The initial seedling of an idea was an abstraction. “When Lesley [Jane Seymour, More’s editor in chief] came to More seven years ago, she began to think about her dream More women,” deputy editor Jennifer Braunschweiger told FishbowlDC. Michelle Obama, then assisting her spouse in his bid for the presidency and fresh off an impassioned speech at the Democratic National Convention, became for Seymour the woman who “epitomized and embodied More values,” says Braunschweiger.

In Oct. 2008, 10 years after it launched, the Meredith title became one of the first magazines in the country to put Michelle Obama on its cover, along with an accompanying Geraldine Brooks-penned profile. That decision, along with another cover for the first lady in Feb. 2012, would prove pivotal. “Because of the long-standing relationship [the process of getting Michelle Obama to agree] was much more smooth than you would imagine,” says Braunschweiger.

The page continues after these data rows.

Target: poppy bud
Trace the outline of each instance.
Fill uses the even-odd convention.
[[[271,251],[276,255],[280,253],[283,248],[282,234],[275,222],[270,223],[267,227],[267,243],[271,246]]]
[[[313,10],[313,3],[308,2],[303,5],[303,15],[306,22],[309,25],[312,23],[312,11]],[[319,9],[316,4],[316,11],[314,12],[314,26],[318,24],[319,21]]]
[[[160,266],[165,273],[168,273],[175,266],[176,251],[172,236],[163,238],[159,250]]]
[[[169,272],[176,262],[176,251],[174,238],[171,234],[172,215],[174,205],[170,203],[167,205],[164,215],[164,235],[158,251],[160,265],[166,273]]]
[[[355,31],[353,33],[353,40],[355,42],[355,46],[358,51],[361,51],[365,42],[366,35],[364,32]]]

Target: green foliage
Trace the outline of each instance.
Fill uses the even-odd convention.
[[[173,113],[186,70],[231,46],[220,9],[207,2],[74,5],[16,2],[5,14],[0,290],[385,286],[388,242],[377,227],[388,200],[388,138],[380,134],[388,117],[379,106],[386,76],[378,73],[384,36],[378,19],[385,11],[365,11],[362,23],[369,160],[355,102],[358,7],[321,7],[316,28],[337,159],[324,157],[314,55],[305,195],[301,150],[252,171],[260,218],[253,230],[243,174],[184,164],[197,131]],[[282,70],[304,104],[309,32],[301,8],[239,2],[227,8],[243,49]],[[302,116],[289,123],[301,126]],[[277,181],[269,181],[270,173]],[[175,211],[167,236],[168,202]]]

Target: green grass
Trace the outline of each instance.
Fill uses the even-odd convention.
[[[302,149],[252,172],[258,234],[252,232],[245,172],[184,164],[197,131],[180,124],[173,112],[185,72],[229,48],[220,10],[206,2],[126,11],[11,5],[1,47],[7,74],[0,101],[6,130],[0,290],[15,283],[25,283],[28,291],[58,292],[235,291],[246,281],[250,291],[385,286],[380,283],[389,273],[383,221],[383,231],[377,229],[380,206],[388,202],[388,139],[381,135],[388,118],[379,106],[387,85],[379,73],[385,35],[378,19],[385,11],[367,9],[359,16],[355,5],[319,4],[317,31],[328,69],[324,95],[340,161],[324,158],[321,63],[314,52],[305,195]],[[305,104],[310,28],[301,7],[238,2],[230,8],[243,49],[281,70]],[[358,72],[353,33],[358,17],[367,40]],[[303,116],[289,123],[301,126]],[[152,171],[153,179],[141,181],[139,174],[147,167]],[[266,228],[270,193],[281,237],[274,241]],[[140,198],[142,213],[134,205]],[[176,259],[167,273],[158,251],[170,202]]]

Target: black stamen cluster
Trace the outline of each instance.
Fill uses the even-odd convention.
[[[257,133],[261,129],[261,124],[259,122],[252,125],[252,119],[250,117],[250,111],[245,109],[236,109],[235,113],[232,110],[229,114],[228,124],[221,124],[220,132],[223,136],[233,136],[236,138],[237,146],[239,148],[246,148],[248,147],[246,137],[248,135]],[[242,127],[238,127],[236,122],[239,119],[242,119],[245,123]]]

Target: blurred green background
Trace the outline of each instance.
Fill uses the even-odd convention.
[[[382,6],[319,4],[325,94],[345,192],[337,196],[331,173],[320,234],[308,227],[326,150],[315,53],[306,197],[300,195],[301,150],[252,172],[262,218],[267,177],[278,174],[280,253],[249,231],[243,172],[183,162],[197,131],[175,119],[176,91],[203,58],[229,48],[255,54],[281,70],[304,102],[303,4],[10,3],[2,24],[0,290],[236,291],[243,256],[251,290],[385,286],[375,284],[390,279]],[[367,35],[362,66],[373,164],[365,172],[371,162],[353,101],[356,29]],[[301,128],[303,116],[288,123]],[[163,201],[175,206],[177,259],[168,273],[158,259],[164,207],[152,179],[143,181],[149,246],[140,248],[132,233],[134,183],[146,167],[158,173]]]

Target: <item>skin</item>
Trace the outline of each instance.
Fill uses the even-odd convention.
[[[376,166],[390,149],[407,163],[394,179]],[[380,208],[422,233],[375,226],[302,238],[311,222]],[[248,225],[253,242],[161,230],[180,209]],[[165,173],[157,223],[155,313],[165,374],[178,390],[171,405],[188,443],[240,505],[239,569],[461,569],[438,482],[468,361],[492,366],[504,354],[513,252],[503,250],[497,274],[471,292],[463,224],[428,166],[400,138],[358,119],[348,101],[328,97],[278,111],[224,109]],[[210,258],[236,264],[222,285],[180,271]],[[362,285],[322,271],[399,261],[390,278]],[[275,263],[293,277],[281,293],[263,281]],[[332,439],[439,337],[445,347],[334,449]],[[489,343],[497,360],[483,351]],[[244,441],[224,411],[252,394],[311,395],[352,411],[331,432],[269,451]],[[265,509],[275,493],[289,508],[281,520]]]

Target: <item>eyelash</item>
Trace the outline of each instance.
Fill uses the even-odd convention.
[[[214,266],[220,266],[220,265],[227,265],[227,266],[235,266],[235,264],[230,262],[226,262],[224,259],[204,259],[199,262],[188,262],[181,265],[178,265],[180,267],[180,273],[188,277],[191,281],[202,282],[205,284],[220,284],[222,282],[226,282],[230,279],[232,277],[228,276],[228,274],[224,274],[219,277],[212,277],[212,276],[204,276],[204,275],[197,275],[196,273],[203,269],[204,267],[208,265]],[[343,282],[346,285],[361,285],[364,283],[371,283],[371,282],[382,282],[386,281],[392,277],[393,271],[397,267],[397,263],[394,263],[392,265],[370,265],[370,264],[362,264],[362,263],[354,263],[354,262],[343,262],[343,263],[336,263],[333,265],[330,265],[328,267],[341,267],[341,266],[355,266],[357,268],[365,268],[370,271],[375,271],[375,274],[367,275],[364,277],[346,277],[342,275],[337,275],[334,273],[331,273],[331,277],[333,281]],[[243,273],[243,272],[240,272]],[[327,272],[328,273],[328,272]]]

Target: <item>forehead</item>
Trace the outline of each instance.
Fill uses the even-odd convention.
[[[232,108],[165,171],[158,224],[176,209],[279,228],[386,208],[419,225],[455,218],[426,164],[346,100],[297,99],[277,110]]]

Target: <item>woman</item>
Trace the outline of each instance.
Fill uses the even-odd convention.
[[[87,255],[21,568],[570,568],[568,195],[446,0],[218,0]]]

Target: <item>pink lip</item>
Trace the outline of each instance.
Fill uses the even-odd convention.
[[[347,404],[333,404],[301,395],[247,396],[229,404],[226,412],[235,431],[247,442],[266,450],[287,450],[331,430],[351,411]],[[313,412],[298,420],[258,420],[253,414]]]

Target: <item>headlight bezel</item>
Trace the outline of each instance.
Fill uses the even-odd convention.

And the working relationship between the magazine, the first lady and the White House was just as amicable. “The White House was great to work with,” says Braunschweiger, “Michelle Obama has a very tight team and they were very involved. They reviewed and approved everything multiple times. Normally we’re used to Lesley giving the final approval; this was another layer. Everything went through the White House, but it was quick. It was a new way of doing things, but it wasn’t excruciating.”

While the first lady remained in Washington during the collaboration, a contingent of More staff made the trip to DC, an experience, says Braunschweiger, that left them “rather wide-eyed about how great it was to spend time at the White House.”

The first lady’s willingness to open up really made an impression on the staff. “We were really quite pleased with how personal she was,” says Braunschweiger of Obama’s contributions. “There are personal and revealing moments that are really quite lovely.”